Node’s performance takes a noticeable hit as CPU-intensive operations within each request begin to contend. Interestingly, PHP’s performance relative to the others improves significantly, surpassing Java in this test. (Noteworthy: PHP’s SHA-256 implementation is written in C, and with 1000 hash iterations, the execution spends a significant portion of time within that loop).

Next, let’s push the boundaries with 5000 concurrent connections (N=1) or as close to that as achievable. Regrettably, most environments exhibited a non-negligible failure rate. This chart focuses on the total requests per second, with higher values indicating better performance:

Total number of requests per second, N=1, 5000 req/sec

Total number of requests per second. Higher is better.

The picture changes drastically. While speculative, it appears that under high connection volume, the per-connection overhead associated with spawning new processes and the accompanying memory footprint in PHP+Apache becomes the dominant factor, hindering PHP’s performance. Go emerges as the clear victor, followed by Java, Node, and lastly PHP.

While numerous factors contribute to overall throughput, varying significantly between applications, a deeper understanding of the underlying mechanisms and tradeoffs involved proves invaluable.

In Conclusion

The evolution of programming languages has gone hand in hand with the development of solutions for building large-scale, I/O-intensive applications.

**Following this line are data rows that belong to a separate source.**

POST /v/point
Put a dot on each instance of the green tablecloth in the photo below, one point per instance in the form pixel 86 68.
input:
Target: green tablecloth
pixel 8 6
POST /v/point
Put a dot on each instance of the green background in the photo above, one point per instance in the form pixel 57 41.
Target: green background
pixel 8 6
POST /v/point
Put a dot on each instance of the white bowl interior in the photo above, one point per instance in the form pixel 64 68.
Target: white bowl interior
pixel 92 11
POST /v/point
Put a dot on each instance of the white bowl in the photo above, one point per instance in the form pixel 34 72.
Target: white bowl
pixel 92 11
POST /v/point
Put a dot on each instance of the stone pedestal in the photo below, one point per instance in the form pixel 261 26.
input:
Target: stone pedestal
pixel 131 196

To be fair, both PHP and Java, despite the descriptions provided here, offer implementations of non-blocking I/O available for use in web applications. However, these approaches are less prevalent, and the operational overhead associated with maintaining servers using them shouldn’t be overlooked. Additionally, your codebase typically requires restructuring to function correctly in such environments. “Normal” PHP or Java web applications usually demand significant modifications to operate seamlessly.

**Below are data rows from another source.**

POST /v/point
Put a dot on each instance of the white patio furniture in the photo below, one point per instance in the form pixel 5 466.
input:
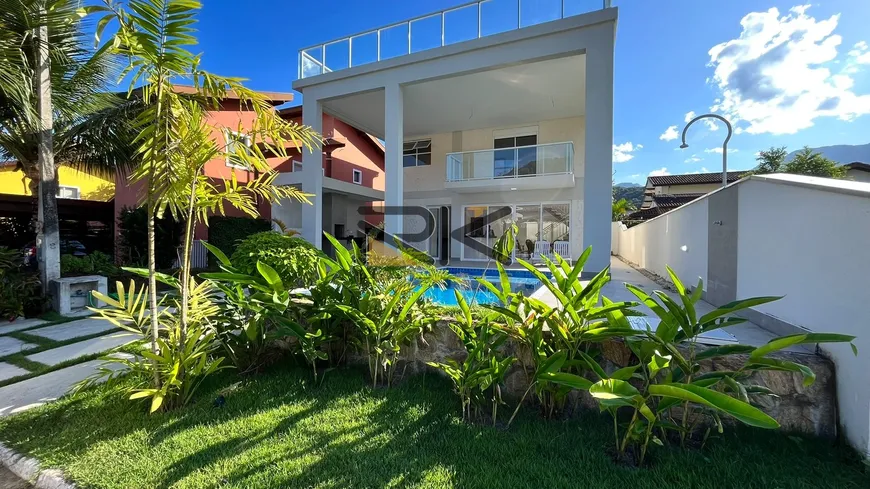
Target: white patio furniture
pixel 542 248
pixel 563 249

Comparing a few key factors influencing both performance and ease of use:

Language	Threads vs. Processes	Non-blocking I/O	Ease of Use
PHP	Processes	No
Java	Threads	Available	Requires Callbacks
Node.js	Threads	Yes	Requires Callbacks
Go	Threads (Goroutines)	Yes	No Callbacks Needed

Threads generally exhibit superior memory efficiency compared to processes due to their shared memory space. Coupled with the advantages of non-blocking I/O, it becomes evident that moving down the list generally leads to improved I/O setups, at least considering the factors discussed here. Therefore, if I were to declare a winner in this comparison, Go would undoubtedly claim the crown.

However, in practice, the choice of an environment for building your application is deeply intertwined with your team’s familiarity with it and the overall productivity achievable. Blindly jumping into Node or Go development might not be suitable for every team. In fact, the availability of skilled developers or the existing expertise within your team is often cited as the primary deterrent to adopting a different language or environment. That being said, the landscape has shifted dramatically over the past fifteen years.

Hopefully, this exploration has shed light on the inner workings of I/O handling, providing you with insights and ideas for tackling real-world scalability challenges in your applications. Happy coding!